Sunday, December 16, 2007

Google Interview Questions Part 1

A friend of mine was interview for a position in Google, he got this hard question asked:

"You have a list of numbers which some of them are negative and some of them are positive, find out the largest sum of sequential subset of numbers from this list."

For example:

-5, 20, -4, 10, -18

The solution is the subset [20, -4, 10] which its sum is 26

The solution for this question is not summary the positive numbers or sort the list because the subset needs to be sequential.

A possible not efficient answer would be to to calculate the summary of all the possible subsets in the list but the complexity of this solution is O(N^2)

However the interviewer wanted a solution of O(N) !!!

Let see you solve this problem in few minutes...

In the next post I would publish the solution

14 comments:

Anonymous said...

Run through the list but with two additional varaibles: Sum and int array where Sum is used to compare and hold max sum and int array is our solution :)

blogger said...

You can found the complete solution on this post:

google interview questions part 2

Anonymous said...

That's the tipical kind of problem you forget how to solve when you work for years using high level frameworks (in any language); in my career I have never seen a case where a problem of this complexity had to be solved.
I think I'll have to change the way I work or I'll become even dumber in the years to come!

Anonymous said...

that is just retarded, i heard about google dumb interviews, but this one is the best.

P.S. if they were smart they would ask about advance math. I just wonder what stupid biology questions they have, where is the liver? make it harder damn it, ask about small bones.

Anonymous said...

Any subset is a substring of the original string (thinking of a subarray as a substring)...

To find any substring, first find the start of the subtring and then the end.

When trying to find the start: When you hit a negative number, discard the substring.

Then find the ending (you need to reach the end of the string to know where it should end).

This problem is pretty hard, I think, but it can be done in O(n) because whenever the total of the substring you are calculating is > 1, then it "pays" to add to other strings.

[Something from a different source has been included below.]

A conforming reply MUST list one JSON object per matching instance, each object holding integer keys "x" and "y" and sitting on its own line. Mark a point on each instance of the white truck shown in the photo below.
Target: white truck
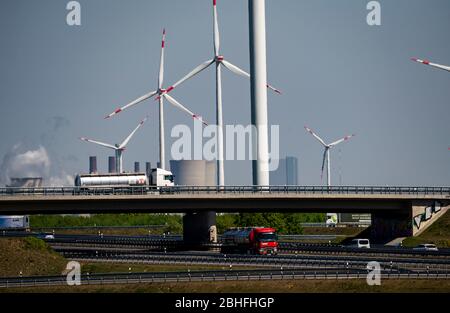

The problem is how to divide the search...

Anonymous said...

I think the question is okay. From my experience, the smartest programmers will focus some of the interview time on asking such questions, typically around 15% of the time, while dumbest programmers will focus nearly 100%of their questions on them.

Anonymous said...

The solution is to buy the book "Programming Pearls" by Jon Bentley and read the answer there; it contains a comprehensive and interesting treatment of this problem.

Anand said...

This problem is explained well in "Programming Pearls" by John Bentley. He gives 4 different solutions to it with asymptotic complexity of O(n3), O(n2), O(nlogn) and O(n).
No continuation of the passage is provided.